Let \(A \in \mathbb{C}^{m\times n}\), \(\sigma_1 \ge \sigma_2 \ge \dots \ge \sigma_r\), and \(0 \le k < n\), then \[ \min_{B: \text{rank}(B) = k} \|A - B\|_2 = \sigma_{k+1} \] and if \(k < m \le n\), then \[ \min_{B: \text{rank}(B) = k} \|A - B\|_F = \sqrt{\sum_{i = k+1}^n \sigma_{i}^2} \] and where in both cases the minimum is attained by \(B^* = A_k = \sum_{i = 1}^k \sigma_iu_iv_i^*\).

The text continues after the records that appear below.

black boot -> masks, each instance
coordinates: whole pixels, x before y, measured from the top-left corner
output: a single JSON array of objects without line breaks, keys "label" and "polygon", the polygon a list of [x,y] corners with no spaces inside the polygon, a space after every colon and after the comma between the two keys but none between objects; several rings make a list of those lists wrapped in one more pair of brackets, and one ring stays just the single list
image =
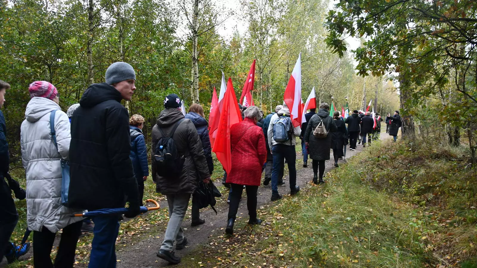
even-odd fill
[{"label": "black boot", "polygon": [[230,218],[227,222],[227,227],[225,228],[225,233],[231,235],[234,233],[234,223],[235,223],[235,219]]},{"label": "black boot", "polygon": [[313,183],[315,184],[318,184],[318,174],[313,173]]}]

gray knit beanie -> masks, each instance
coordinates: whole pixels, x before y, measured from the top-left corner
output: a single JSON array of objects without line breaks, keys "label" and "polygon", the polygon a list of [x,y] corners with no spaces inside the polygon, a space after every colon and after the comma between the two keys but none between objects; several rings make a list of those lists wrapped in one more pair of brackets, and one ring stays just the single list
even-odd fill
[{"label": "gray knit beanie", "polygon": [[112,85],[128,79],[136,80],[136,73],[133,66],[123,62],[114,62],[106,70],[106,82]]}]

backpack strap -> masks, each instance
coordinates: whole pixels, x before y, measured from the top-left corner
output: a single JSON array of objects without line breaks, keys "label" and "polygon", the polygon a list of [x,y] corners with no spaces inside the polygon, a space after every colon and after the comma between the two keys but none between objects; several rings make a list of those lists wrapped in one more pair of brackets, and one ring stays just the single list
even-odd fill
[{"label": "backpack strap", "polygon": [[58,144],[56,142],[56,132],[55,131],[55,114],[56,113],[56,110],[53,110],[50,113],[50,132],[52,134],[52,140],[55,144],[56,150],[58,150]]},{"label": "backpack strap", "polygon": [[174,135],[174,133],[176,132],[176,130],[177,129],[177,127],[179,126],[179,125],[181,123],[182,123],[182,121],[183,121],[184,120],[184,118],[181,118],[180,120],[177,121],[175,124],[174,124],[174,127],[172,128],[172,130],[171,130],[171,132],[169,133],[169,135],[166,135],[166,134],[164,134],[164,132],[162,131],[162,127],[158,128],[159,130],[160,131],[161,133],[162,134],[163,136],[166,138],[172,138],[172,135]]}]

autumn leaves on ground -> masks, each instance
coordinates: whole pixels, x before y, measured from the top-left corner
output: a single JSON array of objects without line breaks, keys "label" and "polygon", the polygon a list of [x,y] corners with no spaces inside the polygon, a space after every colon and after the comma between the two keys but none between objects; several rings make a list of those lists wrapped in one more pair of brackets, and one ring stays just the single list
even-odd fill
[{"label": "autumn leaves on ground", "polygon": [[[261,226],[238,219],[231,236],[217,226],[178,267],[475,267],[477,175],[467,156],[465,147],[428,141],[375,144],[327,174],[325,185],[260,207]],[[153,188],[147,186],[149,197],[163,199]],[[116,250],[162,237],[167,221],[163,208],[122,223]],[[80,267],[92,239],[78,243]],[[31,267],[31,260],[8,267]]]}]

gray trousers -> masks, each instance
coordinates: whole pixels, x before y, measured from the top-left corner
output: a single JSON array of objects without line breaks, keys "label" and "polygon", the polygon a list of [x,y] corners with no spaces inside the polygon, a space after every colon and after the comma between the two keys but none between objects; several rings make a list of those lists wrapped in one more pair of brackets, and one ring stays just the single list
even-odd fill
[{"label": "gray trousers", "polygon": [[184,232],[181,226],[186,216],[190,194],[166,195],[166,196],[169,205],[169,218],[161,249],[171,251],[176,248],[175,242],[181,243],[184,240]]}]

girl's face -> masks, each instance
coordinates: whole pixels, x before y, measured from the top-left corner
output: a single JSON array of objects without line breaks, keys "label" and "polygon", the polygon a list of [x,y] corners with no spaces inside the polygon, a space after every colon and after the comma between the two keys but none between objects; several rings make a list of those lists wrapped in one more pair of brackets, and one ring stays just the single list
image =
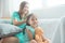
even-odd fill
[{"label": "girl's face", "polygon": [[32,26],[32,27],[37,27],[38,26],[38,20],[36,18],[35,15],[32,15],[30,18],[29,18],[29,25]]},{"label": "girl's face", "polygon": [[24,9],[22,10],[22,12],[24,14],[27,14],[28,13],[28,4],[25,4]]}]

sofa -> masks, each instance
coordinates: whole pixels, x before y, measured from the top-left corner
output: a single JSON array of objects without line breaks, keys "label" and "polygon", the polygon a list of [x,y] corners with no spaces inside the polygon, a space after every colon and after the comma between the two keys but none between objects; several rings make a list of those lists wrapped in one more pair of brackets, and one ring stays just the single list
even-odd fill
[{"label": "sofa", "polygon": [[[38,25],[43,29],[44,37],[51,40],[51,43],[64,42],[65,18],[38,19]],[[11,19],[0,18],[0,24],[11,24]]]}]

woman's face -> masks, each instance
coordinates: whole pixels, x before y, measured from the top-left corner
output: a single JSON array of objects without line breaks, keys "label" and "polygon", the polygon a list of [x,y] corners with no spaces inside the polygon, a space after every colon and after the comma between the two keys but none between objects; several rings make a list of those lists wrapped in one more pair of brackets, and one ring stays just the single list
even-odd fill
[{"label": "woman's face", "polygon": [[37,18],[36,18],[35,15],[29,18],[29,22],[28,23],[32,27],[37,27],[38,26],[38,20],[37,20]]},{"label": "woman's face", "polygon": [[22,10],[22,12],[24,13],[24,14],[28,14],[28,4],[25,4],[25,6],[24,6],[24,9]]}]

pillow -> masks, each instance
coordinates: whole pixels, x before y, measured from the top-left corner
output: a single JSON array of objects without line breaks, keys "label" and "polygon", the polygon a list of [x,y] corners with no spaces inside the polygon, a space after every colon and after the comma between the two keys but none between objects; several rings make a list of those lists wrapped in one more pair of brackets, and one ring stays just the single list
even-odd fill
[{"label": "pillow", "polygon": [[5,38],[9,35],[14,35],[22,32],[22,29],[10,24],[0,24],[0,38]]}]

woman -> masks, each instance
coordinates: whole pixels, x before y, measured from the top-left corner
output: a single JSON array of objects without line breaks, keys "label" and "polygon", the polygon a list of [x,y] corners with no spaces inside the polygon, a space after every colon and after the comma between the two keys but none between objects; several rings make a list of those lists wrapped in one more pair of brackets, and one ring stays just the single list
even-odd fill
[{"label": "woman", "polygon": [[[26,1],[23,1],[20,5],[20,11],[13,13],[12,24],[22,28],[24,31],[24,29],[26,27],[27,14],[28,14],[28,3]],[[15,37],[18,39],[20,43],[24,43],[23,32],[17,33]]]},{"label": "woman", "polygon": [[[20,27],[21,29],[25,29],[25,26],[26,26],[26,17],[27,17],[27,14],[28,14],[28,2],[26,1],[23,1],[20,5],[20,10],[18,12],[14,12],[13,13],[13,16],[12,16],[12,25],[15,25],[17,27]],[[21,32],[21,33],[17,33],[15,37],[13,38],[16,38],[18,39],[20,43],[24,43],[24,33]],[[9,41],[11,41],[13,39],[11,39],[9,37]],[[5,40],[3,41],[8,41],[8,39],[5,38]],[[5,43],[4,42],[4,43]],[[15,41],[13,41],[14,43]]]},{"label": "woman", "polygon": [[49,43],[49,40],[43,37],[42,28],[38,26],[37,17],[34,14],[28,15],[26,24],[25,43]]}]

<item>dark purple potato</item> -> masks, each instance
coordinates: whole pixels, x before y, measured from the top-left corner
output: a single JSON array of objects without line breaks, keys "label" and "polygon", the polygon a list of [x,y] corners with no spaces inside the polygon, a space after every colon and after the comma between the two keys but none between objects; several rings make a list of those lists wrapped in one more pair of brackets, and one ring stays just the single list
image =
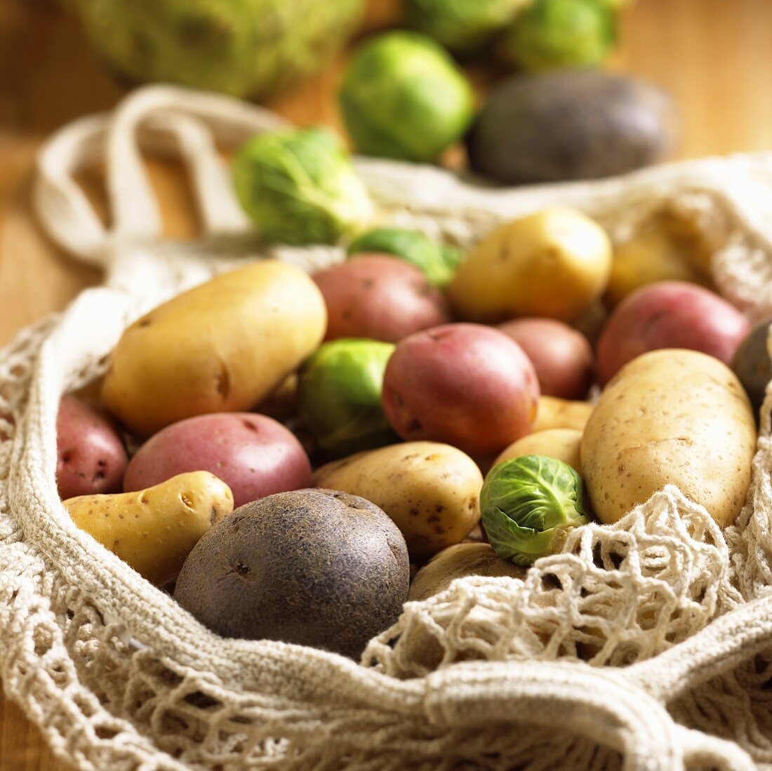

One of the useful applications of the low-rank matrix approximation is image compression

rm(list=ls())
library(jpeg)
library(png)
library(grid)
library(gridExtra)

im = readJPEG('~/Documents/images/tiger.jpg')
im.red = im[, , 1]
im.green = im[, , 2]
im.blue = im[, , 3]

col <- rgb(im.red, im.green, im.blue)
dim(col) <- dim(im.blue)

png(paste('~/Documents/images/', letters[1], ' Image Original.png', sep = ''))
grid.raster(col, interpolate=FALSE)
dev.off()

grid.raster(col, interpolate=FALSE)

ranks <- c(5, 10, 30, 50, 100)
im.red.svd <- svd(im.red)
im.green.svd <- svd(im.green)
im.blue.svd <- svd(im.blue)

for (j in 1:length(ranks)){
  i <- ranks[j]
  red.compressed <- im.red.svd$u[,1:i] %*% 
    diag(im.red.svd$d[1:i]) %*% t(im.red.svd$v[,1:i])
  green.compressed <- im.green.svd$u[,1:i] %*% 
    diag(im.green.svd$d[1:i]) %*% t(im.green.svd$v[,1:i])
  blue.compressed <- im.blue.svd$u[,1:i] %*% 
    diag(im.blue.svd$d[1:i]) %*% t(im.blue.svd$v[,1:i])
    
  red.compressed[red.compressed <0] <- 0
  green.compressed[green.compressed<0] <- 0
  blue.compressed[blue.compressed<0] <- 0
  
  png(paste('~/Documents/images/',letters[j+1], ' Image SVD Compressed ', i, '.png', sep = ''))
  maxVal <- max(red.compressed, green.compressed, blue.compressed)
  col <- rgb(red.compressed, green.compressed, blue.compressed,
             maxColorValue = maxVal)
  dim(col) <- dim(blue.compressed)
  grid.raster(col, interpolate=FALSE)
  dev.off()
}

filenames <- dir(path = "~/Documents/images", pattern = 'Image', full.names = T)
foo<-list()
for(j in 1:length(filenames)) foo[[j]]<- readPNG(filenames[j])
g <- lapply(foo, rasterGrob)

do.call(grid.arrange, c(g, ncol=3))

orig.size <- object.size(im)
frac.size <- c()
size.compressed <- c()
for (i in c(5, 10, 30, 50, 100)){
  c.size <- 3*(object.size(im.red.svd$u[,1:i]) +
    object.size(im.red.svd$d[1:i]) + object.size(im.red.svd$v[,1:i]))
  f.size <- c.size/orig.size 
  frac.size = c(frac.size, f.size)
  size.compressed = c(size.compressed, c.size)
}

# Size in bytes:

orig.size       # original picture

## 5155408 bytes

size.compressed # compressed pictures

## [1]  113904  226584  676680 1126920 2252520

frac.size       # fraction of the original pictures

## [1] 0.02209408 0.04395074 0.13125634 0.21858988 0.43692371

Definition

We say that a matrix \(A \in \mathbb{R}^{n \times n}\) is symmetric, positive-definite (SPD) if for all \(v \neq 0\) it is true that:

\[ \frac{v^* B v}{v^* v} > 0. \]

The left hand side formula is also called the Rayleigh quotient of \(A\). The above definition can be extended to complex matrices, in which case we say that \(A\) is Hermitian, positive-definite (HPD).